La mancanza è sintomo di buona esperienza, di qualcosa di vissuto in profondità. La mancanza è amore.
Quando penso a questo, fotogrammi di vita scorrono come quando emozionato incollato alla sedia di legno nell’arena del mio paese in una serata d’estate aspettavo che le immagini si stampassero su quel telo bianco. Schermo avvolto nel buio stellato di quelle serate d’estate, quando l’ arena accoglieva folle di persone con gli occhi lucidi pronti a partecipare allo spettacolo. Sì era proprio così, la generazione che veniva dalla guerra, tutti insieme con noi bambini in quella arena abbandonavano ricordi bui di una guerra vissuta e si perdevano in quel mare di immagini e storie, un trampolino per sognare, un trampolino sull’infinito. Per mio padre un trampolino per dimenticare la Russia, il fronte sul Don, gli amici persi e quelli caduti a terra che si lasciavano andare al gelo senza che nessuno potesse farci niente.

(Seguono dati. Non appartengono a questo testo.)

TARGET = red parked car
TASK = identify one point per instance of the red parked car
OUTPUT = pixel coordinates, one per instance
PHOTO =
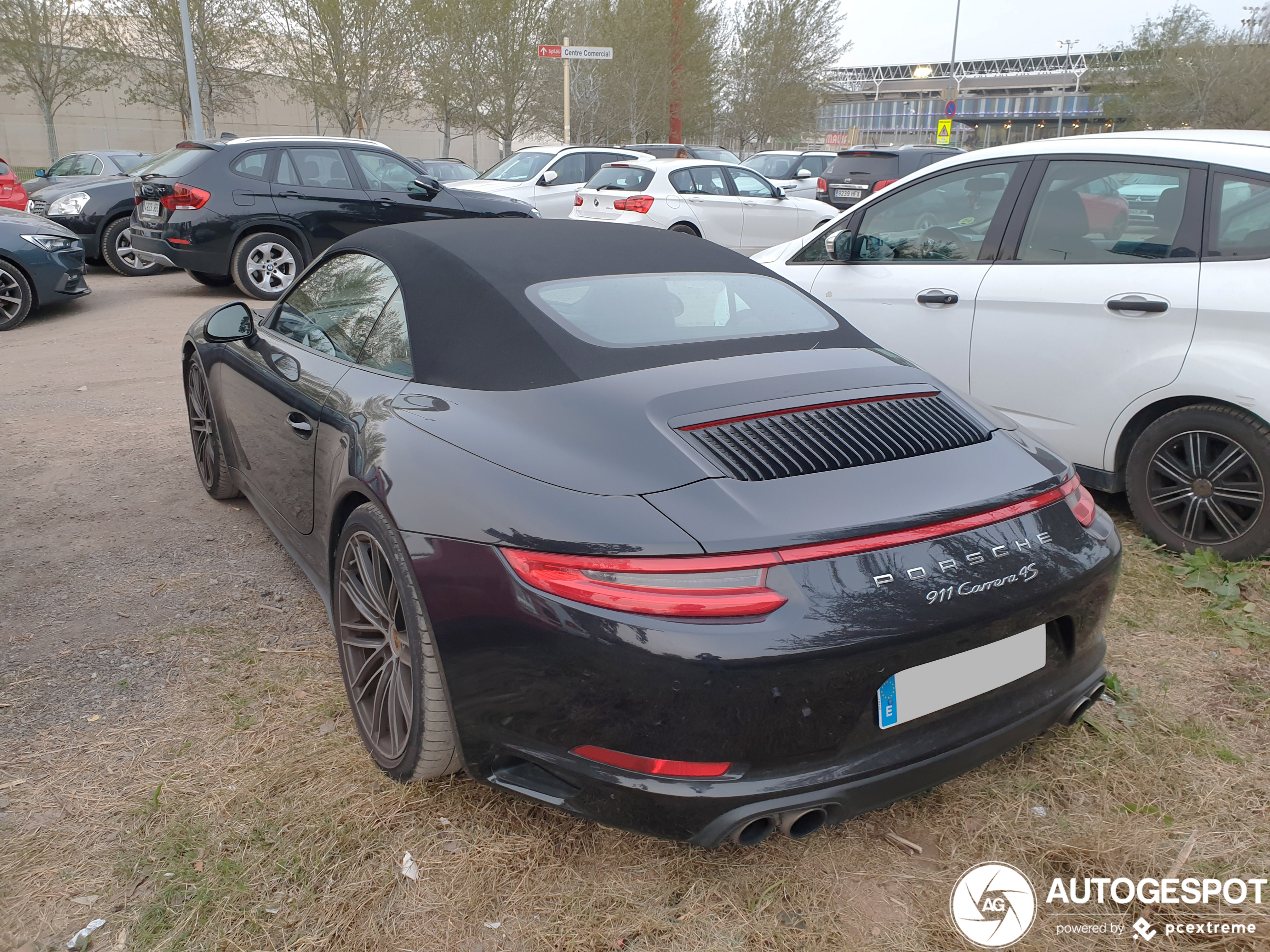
(12, 193)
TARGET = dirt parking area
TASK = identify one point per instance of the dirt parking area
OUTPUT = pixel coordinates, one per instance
(177, 757)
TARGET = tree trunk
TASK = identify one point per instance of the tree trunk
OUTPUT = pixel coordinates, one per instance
(51, 132)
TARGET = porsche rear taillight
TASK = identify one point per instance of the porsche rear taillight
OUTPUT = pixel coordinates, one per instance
(184, 198)
(636, 203)
(674, 587)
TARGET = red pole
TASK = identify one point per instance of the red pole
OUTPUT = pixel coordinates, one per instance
(676, 71)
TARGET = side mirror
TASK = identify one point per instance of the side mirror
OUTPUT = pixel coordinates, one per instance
(234, 321)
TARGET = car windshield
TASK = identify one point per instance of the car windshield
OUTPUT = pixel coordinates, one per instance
(622, 178)
(643, 310)
(772, 167)
(521, 167)
(176, 161)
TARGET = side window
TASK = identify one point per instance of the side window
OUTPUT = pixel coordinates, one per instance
(1140, 220)
(709, 180)
(940, 219)
(336, 305)
(1240, 219)
(385, 173)
(570, 170)
(388, 348)
(318, 168)
(252, 165)
(751, 186)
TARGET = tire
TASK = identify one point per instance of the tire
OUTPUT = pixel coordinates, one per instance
(212, 281)
(1196, 478)
(214, 473)
(384, 671)
(264, 266)
(16, 297)
(118, 253)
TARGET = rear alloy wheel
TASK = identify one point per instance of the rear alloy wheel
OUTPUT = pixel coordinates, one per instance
(1196, 479)
(14, 296)
(264, 266)
(386, 653)
(208, 454)
(121, 255)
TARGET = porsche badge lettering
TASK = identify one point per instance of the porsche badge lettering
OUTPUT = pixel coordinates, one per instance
(948, 565)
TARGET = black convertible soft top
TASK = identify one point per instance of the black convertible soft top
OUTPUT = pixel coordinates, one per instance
(473, 327)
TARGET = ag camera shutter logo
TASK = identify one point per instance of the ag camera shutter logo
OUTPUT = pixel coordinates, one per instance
(994, 906)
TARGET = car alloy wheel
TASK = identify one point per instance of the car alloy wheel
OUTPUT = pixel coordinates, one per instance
(1206, 487)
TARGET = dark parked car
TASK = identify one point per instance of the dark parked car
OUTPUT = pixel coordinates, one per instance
(256, 211)
(82, 168)
(40, 262)
(100, 213)
(862, 170)
(619, 521)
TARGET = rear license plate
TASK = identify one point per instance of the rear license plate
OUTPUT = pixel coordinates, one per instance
(934, 686)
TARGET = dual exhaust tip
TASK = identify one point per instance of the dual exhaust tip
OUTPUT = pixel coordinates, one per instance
(794, 824)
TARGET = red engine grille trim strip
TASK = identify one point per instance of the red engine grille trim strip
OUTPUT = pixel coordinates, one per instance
(803, 409)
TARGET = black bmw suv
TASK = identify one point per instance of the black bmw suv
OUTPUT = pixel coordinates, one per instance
(860, 172)
(256, 211)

Fotogrammi che ti inchiodano sulla seduta di legno ad ascoltare le vibrazioni che il corpo riceve dall’interno interiore, scorrono veloci e possenti come le onde del mare che ti sollevano e ti conducono altrove. C’è bisogno sempre dell’altrove perchè andando in là poi ritorni nel tuo luogo dove hai scelto di stare, la vita come una marea che cresce e si ritira, che va in là, poi rientra cancellando un attimo dopo la tua orma sul bagnasciuga, un passaggio leggero e armonioso, proprio un bel sentire. “Sii navigante che apre la vela al vento” Pindaro.
Un abbraccio, a presto Peppe e che il trampolino sia sospeso sempre e per tutti…..soprattutto per quelli che non riusciamo ad accogliere.